Tompeiさんの紹介文を読んでいるだけで元気が出ました (^-^)
ありがとうございました。
いくつになっても誰かに恋したり何かに夢中になることって大事ですよね!
いいホルモンいっぱい分泌されそうですし(笑)
投稿: アリス | 2007/06/05 15:27
>アリスさん
こんにちは。
元気が出た? それはよかった!(^^)
更年期なんて、アリスさんにとっては先の先の話。アリスさんは花の独身だしホルモン全開なんだから、まずは身近な対象に恋をしなくちゃね(*^^*)。
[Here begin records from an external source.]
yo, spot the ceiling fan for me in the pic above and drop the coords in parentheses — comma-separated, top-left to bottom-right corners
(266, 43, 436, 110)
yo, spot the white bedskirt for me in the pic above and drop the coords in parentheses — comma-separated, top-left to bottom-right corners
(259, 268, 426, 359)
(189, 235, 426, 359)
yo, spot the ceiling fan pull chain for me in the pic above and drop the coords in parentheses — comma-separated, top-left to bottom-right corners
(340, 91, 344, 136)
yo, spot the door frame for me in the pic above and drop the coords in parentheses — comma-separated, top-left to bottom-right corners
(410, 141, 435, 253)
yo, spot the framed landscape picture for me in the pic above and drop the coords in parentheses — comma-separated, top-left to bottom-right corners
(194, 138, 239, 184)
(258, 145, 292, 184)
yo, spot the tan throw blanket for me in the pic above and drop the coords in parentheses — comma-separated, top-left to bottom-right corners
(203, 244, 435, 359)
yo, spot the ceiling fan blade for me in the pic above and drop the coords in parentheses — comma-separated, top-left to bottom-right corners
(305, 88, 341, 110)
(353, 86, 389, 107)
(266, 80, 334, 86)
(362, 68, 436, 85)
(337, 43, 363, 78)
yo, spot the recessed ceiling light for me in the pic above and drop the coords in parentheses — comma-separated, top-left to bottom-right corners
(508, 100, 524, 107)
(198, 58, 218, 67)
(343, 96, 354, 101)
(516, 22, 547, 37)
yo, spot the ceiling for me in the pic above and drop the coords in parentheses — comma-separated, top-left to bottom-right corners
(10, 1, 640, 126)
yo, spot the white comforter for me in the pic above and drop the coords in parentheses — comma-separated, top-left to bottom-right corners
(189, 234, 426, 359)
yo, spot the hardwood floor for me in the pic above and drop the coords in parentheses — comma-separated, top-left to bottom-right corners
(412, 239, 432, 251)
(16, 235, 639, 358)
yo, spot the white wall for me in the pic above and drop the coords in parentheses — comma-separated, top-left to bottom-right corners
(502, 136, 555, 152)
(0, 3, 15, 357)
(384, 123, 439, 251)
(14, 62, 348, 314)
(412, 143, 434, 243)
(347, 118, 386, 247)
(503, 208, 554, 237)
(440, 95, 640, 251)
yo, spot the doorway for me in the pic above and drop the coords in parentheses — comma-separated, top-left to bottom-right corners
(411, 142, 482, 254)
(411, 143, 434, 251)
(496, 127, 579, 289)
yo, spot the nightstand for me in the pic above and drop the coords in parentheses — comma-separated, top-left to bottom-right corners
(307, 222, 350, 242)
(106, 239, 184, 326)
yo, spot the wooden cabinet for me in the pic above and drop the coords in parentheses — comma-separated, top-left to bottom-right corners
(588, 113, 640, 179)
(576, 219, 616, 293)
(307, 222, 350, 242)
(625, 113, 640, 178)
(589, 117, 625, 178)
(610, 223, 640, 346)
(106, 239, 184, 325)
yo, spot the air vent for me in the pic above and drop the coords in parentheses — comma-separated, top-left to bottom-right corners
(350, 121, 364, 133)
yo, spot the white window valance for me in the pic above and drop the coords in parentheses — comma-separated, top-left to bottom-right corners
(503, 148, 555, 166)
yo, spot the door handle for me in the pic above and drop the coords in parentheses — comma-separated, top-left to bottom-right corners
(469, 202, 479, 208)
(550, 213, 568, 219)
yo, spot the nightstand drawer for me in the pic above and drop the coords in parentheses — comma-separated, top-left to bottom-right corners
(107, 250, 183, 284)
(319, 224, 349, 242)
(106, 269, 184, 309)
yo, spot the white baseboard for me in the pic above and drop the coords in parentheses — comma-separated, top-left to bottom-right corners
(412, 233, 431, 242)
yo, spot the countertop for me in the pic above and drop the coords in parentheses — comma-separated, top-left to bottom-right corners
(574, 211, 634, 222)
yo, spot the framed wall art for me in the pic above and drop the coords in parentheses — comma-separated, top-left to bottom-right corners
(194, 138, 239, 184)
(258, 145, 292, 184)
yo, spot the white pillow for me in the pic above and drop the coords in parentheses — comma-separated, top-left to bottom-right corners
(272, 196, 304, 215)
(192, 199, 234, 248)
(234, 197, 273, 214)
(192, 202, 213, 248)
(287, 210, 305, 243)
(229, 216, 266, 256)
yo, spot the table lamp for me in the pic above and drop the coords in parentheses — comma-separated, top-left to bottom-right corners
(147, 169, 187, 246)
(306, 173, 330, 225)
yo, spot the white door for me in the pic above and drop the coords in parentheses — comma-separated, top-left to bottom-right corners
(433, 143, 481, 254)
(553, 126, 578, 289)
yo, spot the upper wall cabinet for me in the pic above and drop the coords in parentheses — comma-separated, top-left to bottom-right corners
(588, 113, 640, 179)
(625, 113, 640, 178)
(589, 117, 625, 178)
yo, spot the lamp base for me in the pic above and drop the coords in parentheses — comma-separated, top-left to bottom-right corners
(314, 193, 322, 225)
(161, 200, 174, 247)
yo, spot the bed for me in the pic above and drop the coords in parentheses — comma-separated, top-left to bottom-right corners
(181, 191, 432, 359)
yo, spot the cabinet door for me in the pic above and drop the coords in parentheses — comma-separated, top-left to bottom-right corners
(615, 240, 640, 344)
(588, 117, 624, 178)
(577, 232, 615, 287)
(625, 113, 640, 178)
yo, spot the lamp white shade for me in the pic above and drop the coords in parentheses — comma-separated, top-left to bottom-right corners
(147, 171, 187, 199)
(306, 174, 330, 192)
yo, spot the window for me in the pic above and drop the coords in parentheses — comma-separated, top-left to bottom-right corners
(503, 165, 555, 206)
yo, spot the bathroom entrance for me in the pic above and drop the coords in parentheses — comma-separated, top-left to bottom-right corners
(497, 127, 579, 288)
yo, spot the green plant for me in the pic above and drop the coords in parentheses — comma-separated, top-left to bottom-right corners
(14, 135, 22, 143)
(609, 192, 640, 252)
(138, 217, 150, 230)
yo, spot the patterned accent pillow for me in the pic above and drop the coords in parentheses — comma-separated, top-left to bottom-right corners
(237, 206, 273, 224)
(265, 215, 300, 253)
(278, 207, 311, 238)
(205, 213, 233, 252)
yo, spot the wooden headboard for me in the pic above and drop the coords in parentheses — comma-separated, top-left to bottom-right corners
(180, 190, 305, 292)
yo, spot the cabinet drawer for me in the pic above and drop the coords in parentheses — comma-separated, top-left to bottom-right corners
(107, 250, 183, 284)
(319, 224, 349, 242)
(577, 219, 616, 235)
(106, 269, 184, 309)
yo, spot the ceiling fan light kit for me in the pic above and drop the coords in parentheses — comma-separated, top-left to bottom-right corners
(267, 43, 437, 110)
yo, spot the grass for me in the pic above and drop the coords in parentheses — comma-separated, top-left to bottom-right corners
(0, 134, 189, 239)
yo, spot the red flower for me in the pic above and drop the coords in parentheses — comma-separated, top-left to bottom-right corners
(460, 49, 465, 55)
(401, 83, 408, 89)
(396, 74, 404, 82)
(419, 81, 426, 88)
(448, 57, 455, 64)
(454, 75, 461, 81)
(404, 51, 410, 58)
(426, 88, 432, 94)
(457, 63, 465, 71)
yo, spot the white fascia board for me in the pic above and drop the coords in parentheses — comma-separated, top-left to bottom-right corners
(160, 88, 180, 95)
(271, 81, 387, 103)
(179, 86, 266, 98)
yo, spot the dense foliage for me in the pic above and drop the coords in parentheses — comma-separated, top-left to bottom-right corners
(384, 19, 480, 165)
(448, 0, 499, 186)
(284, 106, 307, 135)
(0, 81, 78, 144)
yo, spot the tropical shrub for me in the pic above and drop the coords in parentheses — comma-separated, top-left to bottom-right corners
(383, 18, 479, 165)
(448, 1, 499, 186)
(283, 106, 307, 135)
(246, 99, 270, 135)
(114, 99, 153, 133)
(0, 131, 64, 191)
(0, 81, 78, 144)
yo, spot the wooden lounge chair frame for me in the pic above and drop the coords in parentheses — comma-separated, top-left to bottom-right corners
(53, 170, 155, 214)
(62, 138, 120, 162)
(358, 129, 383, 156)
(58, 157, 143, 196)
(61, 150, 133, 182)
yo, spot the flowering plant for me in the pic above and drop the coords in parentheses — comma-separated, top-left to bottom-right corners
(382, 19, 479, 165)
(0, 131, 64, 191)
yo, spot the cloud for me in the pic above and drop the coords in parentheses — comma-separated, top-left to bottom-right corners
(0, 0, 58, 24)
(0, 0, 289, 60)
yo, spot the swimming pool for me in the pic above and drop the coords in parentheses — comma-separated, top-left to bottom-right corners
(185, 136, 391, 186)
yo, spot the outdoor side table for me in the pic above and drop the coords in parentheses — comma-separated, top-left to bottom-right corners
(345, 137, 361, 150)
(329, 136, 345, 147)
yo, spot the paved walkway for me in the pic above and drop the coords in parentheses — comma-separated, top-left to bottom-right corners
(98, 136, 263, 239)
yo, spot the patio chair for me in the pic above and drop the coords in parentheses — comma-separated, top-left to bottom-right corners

ハッピーな報告をお待ちしています。
投稿: Tompei | 2007/06/05 19:02
おもしろそうですね。
機会があったら読んでみます。
ミーハーとか追っかけとか、パワーがなくちゃできませんもの。
若さの秘訣ですよね!
投稿: ゆれい | 2007/06/05 19:08
>ゆれいさん
最近、ミーハーのパワーが減退しているので(これでもダウンしているの(^^;)、気合を入れなおして頑張りたいと思います。ゆれいさんもぜひご一緒に!
図書館で借りるか、文庫待ちで読んでみてくださいね(^^)。ところで、ゆれいさんはタイガースを知らないかも?
投稿: Tompei | 2007/06/05 21:47
はいはい
>コンサート会場や劇場はまさしくこんな場所なのです。
こればかりの桜桃だと、激落ち込みしておりましたが・・・。
ご褒美ばかりか・・^^;?
でも、そんなことでめげてはいられないわよね。頑張るわ。
こうしてまた課題図書が増えるのであった。
投稿: 桜桃 | 2007/06/05 23:17
>桜桃さん
ピアノのことは門外漢なのでコメントを控えてましたが……。三冠王が必ずしもいい監督にならないし、バイリンガルが必ずしもいい英語教師にならないし、名ピアニストが必ずしもいいピアノ教師にならないし、その逆もまた然りってことではないのかな。ピアノが大好きで、子供たちにもピアノの楽しさを教えられるのは素晴らしいと思いますよ。
ご褒美に見合うくらい日常をちゃんと頑張れよ>自分。府中のチケット、無事ゲットできました(^^)。